Turbine CEO Jeff Anderson announced the news over a case of cold champagne in the company's office late Tuesday. Speaking with GameSpot that afternoon, Anderson said, "Now is a terrific opportunity to bring the franchise home again." Motivated by a desire to "build a deeper relationship with our customers," Anderson, who joined Turbine in 2001, had only compliments for the team at Microsoft. He said, "Turbine, without a doubt, wouldn't be here without the support of Microsoft."

Addressing why Microsoft would relinquish control of the rich Asheron's Call universe, GameSpot spoke with Adam Waalkes, Microsoft Game Studios' role-playing studio manager.
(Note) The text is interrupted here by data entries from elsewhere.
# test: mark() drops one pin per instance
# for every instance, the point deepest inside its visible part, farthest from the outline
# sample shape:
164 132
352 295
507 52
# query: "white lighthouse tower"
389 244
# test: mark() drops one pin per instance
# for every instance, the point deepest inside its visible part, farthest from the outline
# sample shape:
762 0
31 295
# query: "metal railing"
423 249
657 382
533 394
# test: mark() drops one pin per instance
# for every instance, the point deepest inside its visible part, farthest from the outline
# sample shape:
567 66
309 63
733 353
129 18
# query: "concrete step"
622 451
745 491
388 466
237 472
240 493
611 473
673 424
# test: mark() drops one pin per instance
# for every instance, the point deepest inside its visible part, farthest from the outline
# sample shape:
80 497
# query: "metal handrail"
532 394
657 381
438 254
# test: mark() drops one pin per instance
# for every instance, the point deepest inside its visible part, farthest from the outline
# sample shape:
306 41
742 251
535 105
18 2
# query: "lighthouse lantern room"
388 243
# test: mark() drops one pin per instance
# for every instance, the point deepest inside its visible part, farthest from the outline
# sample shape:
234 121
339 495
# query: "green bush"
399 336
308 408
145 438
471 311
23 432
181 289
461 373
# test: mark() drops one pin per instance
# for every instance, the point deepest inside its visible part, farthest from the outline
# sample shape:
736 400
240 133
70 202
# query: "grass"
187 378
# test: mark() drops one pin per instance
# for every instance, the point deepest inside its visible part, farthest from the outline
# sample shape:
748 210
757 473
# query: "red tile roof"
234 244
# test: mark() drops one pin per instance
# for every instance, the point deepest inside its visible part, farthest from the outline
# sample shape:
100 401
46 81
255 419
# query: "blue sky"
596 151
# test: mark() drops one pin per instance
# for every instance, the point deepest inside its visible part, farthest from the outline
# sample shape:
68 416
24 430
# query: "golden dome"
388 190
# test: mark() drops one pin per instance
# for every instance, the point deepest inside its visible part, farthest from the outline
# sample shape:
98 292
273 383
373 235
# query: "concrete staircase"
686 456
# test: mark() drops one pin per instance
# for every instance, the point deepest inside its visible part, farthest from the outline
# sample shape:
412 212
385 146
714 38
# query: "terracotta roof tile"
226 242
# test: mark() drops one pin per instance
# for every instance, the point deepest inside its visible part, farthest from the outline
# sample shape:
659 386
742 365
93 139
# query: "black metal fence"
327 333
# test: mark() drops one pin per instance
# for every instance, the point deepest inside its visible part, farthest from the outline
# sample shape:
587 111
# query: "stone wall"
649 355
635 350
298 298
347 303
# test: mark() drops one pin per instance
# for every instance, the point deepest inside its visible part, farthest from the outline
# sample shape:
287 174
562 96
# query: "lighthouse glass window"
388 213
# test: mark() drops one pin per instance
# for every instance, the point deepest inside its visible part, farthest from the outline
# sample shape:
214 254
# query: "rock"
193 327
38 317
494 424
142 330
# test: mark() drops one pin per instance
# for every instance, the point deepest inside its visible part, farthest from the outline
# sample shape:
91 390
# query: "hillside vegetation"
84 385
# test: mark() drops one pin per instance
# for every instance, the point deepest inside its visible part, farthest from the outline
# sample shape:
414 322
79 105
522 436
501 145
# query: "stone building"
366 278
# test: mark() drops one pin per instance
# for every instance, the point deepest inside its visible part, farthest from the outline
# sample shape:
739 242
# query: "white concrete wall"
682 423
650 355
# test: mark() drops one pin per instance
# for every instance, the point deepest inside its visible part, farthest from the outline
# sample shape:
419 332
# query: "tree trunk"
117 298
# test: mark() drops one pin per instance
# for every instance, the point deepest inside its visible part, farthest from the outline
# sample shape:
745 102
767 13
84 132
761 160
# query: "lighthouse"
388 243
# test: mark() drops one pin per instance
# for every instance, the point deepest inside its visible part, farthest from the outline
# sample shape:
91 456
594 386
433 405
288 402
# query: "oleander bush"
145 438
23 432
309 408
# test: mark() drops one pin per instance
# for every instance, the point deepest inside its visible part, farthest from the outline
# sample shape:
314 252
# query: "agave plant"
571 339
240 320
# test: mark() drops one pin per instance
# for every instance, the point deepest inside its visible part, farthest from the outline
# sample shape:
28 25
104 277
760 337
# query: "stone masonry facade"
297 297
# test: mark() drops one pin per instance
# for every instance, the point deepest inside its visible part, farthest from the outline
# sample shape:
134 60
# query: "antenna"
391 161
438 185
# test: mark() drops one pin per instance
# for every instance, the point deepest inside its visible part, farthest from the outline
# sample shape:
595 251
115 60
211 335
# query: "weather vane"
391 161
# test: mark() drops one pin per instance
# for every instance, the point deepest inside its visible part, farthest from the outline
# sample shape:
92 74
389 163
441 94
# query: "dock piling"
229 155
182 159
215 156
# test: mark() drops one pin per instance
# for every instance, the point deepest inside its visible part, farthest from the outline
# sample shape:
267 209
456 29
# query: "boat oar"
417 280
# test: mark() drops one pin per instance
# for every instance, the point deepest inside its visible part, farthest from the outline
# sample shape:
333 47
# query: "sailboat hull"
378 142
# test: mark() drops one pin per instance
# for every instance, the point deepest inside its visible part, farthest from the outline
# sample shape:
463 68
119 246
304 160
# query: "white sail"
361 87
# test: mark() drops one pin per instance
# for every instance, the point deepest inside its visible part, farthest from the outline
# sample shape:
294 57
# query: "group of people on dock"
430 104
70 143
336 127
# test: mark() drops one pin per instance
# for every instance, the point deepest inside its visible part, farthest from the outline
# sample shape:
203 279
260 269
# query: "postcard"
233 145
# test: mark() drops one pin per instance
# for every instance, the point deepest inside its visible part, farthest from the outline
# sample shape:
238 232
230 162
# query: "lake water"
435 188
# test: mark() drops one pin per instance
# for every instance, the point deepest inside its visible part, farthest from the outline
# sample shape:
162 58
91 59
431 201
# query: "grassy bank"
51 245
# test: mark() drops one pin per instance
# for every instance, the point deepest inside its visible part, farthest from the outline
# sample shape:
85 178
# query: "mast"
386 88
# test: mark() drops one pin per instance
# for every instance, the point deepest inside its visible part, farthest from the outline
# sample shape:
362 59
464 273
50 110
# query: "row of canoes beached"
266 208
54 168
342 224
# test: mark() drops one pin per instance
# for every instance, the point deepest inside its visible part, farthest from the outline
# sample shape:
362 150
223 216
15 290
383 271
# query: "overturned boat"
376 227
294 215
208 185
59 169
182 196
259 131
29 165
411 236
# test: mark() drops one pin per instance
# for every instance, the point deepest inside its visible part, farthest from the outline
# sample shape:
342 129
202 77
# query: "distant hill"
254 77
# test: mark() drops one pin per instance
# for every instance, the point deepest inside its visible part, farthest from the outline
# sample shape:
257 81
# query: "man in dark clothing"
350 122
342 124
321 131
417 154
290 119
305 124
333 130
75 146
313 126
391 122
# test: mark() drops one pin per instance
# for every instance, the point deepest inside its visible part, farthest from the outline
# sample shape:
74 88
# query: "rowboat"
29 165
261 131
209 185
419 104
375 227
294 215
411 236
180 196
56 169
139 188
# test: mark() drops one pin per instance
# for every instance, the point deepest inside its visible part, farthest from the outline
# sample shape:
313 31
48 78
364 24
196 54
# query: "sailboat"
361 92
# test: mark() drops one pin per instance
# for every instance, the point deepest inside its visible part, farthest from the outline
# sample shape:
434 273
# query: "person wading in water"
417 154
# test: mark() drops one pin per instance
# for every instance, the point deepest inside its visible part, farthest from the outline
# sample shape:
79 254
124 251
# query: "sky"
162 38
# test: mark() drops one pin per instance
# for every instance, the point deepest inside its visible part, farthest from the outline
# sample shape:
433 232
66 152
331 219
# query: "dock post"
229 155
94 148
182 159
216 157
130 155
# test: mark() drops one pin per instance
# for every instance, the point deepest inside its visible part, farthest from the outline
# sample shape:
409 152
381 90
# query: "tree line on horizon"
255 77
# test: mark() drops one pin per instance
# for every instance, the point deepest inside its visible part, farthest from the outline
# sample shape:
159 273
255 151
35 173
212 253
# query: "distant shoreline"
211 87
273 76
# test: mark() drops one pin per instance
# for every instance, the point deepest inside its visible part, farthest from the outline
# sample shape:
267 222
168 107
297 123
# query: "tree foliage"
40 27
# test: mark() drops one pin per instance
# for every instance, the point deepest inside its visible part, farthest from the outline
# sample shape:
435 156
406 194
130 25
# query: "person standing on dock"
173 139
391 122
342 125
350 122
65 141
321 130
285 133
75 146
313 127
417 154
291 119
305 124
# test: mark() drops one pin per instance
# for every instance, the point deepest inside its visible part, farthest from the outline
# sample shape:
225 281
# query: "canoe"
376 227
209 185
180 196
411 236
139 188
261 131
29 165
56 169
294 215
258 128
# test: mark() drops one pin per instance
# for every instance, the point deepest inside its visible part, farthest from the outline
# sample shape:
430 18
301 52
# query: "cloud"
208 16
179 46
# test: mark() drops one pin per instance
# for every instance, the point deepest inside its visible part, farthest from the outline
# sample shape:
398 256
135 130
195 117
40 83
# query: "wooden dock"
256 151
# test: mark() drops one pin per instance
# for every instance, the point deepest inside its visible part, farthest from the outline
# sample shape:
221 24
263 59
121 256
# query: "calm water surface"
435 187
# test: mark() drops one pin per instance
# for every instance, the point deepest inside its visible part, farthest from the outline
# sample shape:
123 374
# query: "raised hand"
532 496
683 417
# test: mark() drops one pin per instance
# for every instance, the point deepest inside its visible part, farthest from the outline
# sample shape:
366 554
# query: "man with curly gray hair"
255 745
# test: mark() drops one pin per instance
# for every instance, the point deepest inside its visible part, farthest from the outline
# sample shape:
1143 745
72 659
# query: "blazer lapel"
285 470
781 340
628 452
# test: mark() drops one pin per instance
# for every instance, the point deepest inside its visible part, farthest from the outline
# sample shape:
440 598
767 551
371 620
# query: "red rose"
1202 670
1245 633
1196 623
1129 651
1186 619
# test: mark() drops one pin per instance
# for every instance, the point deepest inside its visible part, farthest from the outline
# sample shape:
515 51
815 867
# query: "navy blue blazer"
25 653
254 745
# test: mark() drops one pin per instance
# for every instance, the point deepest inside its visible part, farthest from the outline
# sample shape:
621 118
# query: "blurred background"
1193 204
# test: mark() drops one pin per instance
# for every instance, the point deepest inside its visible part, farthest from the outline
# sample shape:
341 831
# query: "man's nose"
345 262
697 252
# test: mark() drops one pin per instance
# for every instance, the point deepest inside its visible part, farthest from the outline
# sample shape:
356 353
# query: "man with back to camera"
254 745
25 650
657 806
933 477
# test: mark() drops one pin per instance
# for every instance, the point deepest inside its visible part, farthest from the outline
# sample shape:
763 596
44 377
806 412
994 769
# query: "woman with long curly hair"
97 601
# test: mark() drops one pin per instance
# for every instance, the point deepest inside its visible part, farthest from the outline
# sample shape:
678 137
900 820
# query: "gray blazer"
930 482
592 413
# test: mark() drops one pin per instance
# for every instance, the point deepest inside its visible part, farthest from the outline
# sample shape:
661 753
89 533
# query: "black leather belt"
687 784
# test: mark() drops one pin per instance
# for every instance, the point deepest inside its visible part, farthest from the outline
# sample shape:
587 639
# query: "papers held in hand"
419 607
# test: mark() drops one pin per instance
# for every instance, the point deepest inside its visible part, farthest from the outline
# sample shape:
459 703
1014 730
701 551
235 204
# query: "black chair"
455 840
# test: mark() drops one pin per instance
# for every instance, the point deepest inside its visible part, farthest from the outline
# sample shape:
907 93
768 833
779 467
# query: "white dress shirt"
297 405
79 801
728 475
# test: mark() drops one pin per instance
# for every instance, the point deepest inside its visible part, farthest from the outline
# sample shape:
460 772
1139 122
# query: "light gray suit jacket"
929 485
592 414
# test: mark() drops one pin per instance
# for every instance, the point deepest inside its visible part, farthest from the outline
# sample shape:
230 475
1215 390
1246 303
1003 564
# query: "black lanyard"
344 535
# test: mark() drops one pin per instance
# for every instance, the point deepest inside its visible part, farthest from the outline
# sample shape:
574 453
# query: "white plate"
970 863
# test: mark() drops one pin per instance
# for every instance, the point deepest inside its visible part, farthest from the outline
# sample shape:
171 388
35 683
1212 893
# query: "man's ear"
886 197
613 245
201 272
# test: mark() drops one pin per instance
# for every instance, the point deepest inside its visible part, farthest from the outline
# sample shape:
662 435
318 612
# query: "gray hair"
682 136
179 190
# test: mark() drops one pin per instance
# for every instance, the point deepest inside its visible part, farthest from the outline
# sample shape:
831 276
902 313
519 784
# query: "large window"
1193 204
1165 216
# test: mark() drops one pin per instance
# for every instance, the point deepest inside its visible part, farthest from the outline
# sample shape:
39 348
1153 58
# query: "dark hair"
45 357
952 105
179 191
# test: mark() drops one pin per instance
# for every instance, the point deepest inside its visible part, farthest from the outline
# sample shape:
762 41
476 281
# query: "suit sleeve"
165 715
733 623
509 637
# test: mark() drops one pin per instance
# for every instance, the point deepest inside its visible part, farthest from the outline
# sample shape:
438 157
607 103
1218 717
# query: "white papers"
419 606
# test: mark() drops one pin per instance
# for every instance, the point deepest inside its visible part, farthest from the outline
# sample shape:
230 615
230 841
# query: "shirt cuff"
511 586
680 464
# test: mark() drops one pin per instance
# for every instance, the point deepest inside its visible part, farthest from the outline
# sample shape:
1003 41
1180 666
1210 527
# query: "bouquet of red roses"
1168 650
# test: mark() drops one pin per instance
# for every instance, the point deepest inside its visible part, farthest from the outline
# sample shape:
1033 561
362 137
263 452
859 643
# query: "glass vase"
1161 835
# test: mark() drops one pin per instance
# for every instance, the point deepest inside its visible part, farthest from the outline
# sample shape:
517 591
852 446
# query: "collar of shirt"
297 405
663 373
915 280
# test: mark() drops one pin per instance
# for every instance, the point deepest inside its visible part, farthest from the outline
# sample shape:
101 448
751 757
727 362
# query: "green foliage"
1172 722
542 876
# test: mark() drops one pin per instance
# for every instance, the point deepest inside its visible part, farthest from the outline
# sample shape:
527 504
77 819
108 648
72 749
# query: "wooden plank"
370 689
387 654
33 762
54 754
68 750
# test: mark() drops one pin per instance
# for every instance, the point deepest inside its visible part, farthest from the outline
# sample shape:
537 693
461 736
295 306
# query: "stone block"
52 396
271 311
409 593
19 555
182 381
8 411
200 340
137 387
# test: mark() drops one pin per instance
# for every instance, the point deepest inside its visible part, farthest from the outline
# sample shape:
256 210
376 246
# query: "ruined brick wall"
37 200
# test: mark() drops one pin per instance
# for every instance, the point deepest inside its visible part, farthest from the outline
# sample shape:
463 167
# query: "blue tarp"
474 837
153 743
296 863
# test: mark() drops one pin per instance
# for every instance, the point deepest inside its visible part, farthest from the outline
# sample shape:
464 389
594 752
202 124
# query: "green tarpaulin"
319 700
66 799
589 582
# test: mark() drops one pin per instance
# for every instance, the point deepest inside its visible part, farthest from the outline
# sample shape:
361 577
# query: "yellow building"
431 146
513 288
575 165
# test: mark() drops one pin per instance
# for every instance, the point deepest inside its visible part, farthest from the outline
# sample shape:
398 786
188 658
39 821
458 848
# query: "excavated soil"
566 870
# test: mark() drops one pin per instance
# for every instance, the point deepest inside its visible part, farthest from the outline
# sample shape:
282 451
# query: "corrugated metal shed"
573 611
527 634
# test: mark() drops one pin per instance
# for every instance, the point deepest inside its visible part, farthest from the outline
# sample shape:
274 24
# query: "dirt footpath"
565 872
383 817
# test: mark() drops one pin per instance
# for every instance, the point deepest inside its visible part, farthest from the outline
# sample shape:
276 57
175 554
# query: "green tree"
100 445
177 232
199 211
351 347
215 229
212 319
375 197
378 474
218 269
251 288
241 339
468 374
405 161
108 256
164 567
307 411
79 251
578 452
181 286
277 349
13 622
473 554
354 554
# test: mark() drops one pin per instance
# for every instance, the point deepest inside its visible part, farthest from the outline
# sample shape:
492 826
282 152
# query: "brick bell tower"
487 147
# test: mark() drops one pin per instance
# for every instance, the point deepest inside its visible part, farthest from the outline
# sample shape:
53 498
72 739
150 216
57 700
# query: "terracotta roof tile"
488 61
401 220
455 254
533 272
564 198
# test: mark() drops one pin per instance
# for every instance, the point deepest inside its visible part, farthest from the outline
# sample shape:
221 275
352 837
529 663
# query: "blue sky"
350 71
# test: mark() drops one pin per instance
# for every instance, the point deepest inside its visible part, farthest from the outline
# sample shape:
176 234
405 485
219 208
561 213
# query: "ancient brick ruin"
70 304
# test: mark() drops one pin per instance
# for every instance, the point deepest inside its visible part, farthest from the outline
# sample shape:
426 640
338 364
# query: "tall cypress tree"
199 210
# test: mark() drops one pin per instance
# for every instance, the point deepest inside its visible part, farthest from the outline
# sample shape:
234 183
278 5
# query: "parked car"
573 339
Waalkes said, "Executives at Microsoft and Turbine ultimately decided that transitioning ownership and ongoing operations of the Asheron's Call franchise back to Turbine would allow Turbine to exercise complete control over Asheron's Call, enabling and empowering Turbine to move forward in the direction they want as quickly as possible."

Neither party would disclose terms of the deal, and there was no signal Microsoft was intent on abandoning MMORPGs completely. "MGS is absolutely committed to the persistent world game business. Mythica is right on track for a 2004 release. In addition, we are working with Level-5 in Japan on True Fantasy Live Online for Xbox and with Sigil Games Online on an unannounced project," added Waalkes.

As to what it takes to support a persistent world title, Anderson said, "to do this from scratch [would be] a terrifying proposition." He referred to Turbine's now-four-year history as a published game developer as having given it the necessary experience to make this move even a possibility. "Given the amount of time we've been running [this business], it finally made sense to us."

Anderson added that Turbine would certainly be staffing up to address the added responsibilities of supporting the titles. "Our focus is delivering service." Anderson said if there was a message in this announcement, it was confirmation of the company's motto: powered by our fans. "This moves us closer."

While Anderson was coy about upcoming Asheron call iterations, he did, in as many words, suggest an update was in the works, Said Anderson, "We believe in the franchise and in the future."

Today's news follows Monday's announcement that Turbine had secured $18 million in venture capital funding, although a Turbine spokesperson said the timing of both news items was purely coincidental.